Director of Dining Services Scott Rossen said that his area was well stocked for the remainder of the Spring 2020 semester. An early order of business, as the campus population dwindled, was to see that those items did not go to waste.
“Our perishables went out first as we gave them to meal distribution programs that are administered by local school districts,” Rossen said. “We have followed up with them to provide those products with ‘best by dates’ that we could not make use of.
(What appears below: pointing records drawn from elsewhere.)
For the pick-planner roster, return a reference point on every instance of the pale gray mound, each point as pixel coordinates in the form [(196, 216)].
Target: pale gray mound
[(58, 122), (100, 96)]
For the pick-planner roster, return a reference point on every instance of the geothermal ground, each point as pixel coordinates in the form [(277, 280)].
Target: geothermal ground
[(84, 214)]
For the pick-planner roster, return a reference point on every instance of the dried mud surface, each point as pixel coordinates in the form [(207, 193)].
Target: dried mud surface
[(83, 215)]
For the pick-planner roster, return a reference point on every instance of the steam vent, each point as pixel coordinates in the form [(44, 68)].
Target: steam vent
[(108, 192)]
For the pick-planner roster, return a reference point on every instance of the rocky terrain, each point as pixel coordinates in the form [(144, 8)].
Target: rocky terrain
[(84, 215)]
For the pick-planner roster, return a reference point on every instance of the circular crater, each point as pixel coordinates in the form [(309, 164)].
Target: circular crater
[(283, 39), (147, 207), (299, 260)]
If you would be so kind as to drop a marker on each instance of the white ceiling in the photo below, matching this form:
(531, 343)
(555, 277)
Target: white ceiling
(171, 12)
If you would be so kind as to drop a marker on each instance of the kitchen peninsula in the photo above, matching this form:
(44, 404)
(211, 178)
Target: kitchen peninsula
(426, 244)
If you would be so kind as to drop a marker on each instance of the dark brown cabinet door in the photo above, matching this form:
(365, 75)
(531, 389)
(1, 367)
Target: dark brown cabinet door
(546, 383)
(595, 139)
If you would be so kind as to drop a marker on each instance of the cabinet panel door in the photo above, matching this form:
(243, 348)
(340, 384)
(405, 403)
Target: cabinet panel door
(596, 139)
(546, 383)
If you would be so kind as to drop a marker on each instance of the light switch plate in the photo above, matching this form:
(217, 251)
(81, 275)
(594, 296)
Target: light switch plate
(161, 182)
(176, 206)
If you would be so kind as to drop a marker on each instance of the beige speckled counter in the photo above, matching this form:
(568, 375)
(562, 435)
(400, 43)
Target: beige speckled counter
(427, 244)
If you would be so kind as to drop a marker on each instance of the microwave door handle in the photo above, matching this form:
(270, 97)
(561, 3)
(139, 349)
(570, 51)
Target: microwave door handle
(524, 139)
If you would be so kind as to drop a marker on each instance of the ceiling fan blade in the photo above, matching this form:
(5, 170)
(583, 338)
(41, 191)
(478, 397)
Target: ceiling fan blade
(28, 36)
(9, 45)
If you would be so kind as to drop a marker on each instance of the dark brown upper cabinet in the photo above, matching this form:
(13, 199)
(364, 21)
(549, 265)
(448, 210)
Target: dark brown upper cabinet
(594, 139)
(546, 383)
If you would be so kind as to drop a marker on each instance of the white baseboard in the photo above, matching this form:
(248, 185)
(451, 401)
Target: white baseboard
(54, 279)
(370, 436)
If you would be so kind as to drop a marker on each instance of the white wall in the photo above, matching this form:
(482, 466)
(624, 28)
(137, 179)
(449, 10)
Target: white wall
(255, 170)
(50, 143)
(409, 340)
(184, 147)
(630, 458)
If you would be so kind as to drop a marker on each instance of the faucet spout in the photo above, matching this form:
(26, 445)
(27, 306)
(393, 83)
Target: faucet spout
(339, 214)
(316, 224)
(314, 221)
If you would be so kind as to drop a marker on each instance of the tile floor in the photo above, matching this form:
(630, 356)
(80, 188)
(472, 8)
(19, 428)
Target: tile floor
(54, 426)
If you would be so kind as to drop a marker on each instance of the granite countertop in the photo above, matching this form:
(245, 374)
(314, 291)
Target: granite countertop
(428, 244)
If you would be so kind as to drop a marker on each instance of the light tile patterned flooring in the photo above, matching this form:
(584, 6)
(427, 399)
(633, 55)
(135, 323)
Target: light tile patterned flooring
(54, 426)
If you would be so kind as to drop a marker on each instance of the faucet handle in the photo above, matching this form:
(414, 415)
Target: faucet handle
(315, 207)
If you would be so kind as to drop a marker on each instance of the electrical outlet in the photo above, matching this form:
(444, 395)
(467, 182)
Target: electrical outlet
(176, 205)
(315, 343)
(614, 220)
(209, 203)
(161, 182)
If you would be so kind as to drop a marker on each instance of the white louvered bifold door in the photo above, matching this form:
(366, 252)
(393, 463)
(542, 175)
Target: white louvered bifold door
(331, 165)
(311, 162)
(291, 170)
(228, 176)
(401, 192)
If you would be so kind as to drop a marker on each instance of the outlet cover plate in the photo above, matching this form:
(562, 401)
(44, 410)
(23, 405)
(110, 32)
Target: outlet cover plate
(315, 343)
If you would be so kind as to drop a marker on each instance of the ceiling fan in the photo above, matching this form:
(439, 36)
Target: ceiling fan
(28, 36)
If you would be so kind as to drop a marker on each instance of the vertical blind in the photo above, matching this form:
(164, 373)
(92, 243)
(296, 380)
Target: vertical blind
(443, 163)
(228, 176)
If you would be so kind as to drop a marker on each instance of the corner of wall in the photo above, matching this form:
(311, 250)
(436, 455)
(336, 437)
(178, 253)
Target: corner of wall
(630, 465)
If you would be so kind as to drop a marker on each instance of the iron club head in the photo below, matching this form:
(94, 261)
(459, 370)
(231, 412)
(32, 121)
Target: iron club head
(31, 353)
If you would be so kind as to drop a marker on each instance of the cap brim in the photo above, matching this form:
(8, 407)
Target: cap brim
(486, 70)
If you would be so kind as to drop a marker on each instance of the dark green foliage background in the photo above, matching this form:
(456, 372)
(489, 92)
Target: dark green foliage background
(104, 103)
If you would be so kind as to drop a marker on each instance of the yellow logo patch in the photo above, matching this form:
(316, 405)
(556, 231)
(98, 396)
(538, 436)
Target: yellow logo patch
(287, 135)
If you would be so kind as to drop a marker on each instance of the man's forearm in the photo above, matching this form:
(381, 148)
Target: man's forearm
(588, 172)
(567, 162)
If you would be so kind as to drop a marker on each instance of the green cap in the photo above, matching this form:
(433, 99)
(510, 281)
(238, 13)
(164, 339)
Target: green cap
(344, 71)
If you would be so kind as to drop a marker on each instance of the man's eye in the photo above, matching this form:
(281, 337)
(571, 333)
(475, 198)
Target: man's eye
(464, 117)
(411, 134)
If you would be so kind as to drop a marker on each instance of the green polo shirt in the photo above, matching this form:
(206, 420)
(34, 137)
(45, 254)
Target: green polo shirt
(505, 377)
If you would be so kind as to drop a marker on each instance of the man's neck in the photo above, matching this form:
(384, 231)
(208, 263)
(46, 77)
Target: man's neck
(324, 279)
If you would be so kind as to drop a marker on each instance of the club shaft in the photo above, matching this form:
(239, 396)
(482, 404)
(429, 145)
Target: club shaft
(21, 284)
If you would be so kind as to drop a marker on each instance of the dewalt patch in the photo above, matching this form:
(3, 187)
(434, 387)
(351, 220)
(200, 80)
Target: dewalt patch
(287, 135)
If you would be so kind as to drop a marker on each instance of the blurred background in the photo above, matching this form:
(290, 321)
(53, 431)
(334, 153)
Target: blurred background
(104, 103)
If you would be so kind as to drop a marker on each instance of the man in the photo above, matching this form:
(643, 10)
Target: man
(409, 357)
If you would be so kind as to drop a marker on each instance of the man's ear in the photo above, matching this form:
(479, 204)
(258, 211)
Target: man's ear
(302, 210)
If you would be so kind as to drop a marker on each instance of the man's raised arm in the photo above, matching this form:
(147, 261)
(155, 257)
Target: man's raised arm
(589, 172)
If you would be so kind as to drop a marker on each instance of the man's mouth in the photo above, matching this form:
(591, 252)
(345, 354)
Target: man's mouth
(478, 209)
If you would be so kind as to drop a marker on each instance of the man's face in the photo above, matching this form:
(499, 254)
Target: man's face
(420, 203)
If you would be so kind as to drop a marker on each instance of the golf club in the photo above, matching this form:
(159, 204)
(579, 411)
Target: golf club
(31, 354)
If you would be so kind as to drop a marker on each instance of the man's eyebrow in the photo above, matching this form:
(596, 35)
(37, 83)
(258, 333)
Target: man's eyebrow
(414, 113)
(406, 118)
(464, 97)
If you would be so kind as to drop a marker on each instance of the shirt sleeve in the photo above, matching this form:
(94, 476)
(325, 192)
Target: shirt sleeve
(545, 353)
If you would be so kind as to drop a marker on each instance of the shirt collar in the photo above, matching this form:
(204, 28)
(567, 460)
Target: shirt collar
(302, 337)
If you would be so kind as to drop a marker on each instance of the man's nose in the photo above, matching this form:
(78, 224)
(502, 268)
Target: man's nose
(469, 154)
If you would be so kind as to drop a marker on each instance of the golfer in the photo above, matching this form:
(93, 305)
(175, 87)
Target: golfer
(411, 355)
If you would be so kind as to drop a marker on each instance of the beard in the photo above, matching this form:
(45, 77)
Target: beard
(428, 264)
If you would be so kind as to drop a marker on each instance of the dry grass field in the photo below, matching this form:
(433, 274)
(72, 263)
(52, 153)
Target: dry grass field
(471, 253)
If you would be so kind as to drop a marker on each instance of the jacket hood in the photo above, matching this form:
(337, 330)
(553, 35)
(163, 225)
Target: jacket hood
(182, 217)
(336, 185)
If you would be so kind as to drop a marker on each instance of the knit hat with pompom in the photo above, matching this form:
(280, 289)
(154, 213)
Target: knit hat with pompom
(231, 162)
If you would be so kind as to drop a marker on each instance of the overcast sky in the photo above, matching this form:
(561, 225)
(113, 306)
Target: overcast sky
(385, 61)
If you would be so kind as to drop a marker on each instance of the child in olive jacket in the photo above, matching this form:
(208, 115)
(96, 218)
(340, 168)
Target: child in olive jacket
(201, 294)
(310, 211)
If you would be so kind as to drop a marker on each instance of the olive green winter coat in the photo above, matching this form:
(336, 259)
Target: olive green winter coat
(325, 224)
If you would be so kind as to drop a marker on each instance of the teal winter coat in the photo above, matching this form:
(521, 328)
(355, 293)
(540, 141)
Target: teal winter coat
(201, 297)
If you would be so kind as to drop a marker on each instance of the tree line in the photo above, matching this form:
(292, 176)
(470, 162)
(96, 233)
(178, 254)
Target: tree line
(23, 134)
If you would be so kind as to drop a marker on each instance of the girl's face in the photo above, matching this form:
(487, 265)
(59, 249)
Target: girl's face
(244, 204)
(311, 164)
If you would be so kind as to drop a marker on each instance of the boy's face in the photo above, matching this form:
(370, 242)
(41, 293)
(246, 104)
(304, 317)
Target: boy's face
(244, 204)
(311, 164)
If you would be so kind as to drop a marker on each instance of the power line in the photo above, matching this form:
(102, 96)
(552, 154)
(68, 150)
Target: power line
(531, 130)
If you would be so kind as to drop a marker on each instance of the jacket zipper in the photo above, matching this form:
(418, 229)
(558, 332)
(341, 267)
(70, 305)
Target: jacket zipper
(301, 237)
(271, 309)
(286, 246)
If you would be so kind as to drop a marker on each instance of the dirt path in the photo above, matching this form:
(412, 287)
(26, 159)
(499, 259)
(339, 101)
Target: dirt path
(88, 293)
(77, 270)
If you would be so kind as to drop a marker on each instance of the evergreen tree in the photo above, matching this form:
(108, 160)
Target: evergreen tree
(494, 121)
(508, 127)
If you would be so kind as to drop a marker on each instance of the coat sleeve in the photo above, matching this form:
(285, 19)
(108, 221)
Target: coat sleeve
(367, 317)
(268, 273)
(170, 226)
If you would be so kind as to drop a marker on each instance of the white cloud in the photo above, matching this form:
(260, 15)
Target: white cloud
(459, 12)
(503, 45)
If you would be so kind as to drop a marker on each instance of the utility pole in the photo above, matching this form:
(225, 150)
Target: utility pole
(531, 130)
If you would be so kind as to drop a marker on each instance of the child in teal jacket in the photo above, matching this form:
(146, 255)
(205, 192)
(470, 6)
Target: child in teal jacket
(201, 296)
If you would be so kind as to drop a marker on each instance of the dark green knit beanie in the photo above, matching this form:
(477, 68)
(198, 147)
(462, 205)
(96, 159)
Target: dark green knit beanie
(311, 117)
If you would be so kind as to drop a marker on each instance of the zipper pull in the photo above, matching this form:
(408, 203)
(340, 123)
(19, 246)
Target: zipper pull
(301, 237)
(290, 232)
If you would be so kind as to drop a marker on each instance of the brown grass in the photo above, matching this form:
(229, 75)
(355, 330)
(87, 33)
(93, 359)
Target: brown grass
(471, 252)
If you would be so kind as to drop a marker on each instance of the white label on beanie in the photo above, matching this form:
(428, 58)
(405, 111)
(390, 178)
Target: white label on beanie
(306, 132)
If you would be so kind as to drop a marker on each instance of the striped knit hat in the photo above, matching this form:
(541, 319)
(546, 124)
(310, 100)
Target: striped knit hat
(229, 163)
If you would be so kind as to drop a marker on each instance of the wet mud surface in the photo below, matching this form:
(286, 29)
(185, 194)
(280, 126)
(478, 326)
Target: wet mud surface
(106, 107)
The university’s Department of Public Safety has received our coffee, we have also made donations to Eagle Village and to Spectrum Health-Big Rapids Hospital, and all of it was welcomed by our community partners.”
With approximately 30 students who reside on campus holding Dining Services meal plans, Rossen said that the decision was made to consolidate operations and use The Market as their distribution site.
“Our convenience store-style operation is open each Monday, Wednesday and Friday, from 10 a.m. to 3 p.m.,” Rossen said. “We still sell school supplies and other products we have offered there, but now have frozen entrées, ‘Ready to Heat’ meals and some hot dishes available for our customers.”
Rossen said that students with an unlimited meal plan have been given $100 in Dining Dollars to spend at The Market. Staffing has been altered from the normal employee levels at The Rock Café or the Quad Café, but students can make food purchases to eat in their residences.
“We had glazed ham, with all the typical trimmings for an Easter meal, which went over very well,” Rossen said. “We sold out of those packages on Friday, April 10, and students told us they were glad to find that option. We have also packaged pasta, flour, hamburger patties and hot dogs, which are well received by our student customers.”
Rossen said that his staff has been responsive to the special requests that arise as the students have adjusted to the altered operations necessary to close out the semester.
“If they need condiments or have a particular desire, we make the efforts necessary to help them enjoy each meal,” Rossen said. “Whether they want the staple foods or snacks, we are happy to give them the comforts they seek.”
Two Dining Services employees support Rossen in meal preparation and staffing The Market in its reduced schedule.
“I am proud of the efforts we have made to adjust operations in a most trying situation,” Rossen said. “We are very much looking forward to reassembling our staff and returning to the service schedule and offerings our campus and community expect from us.”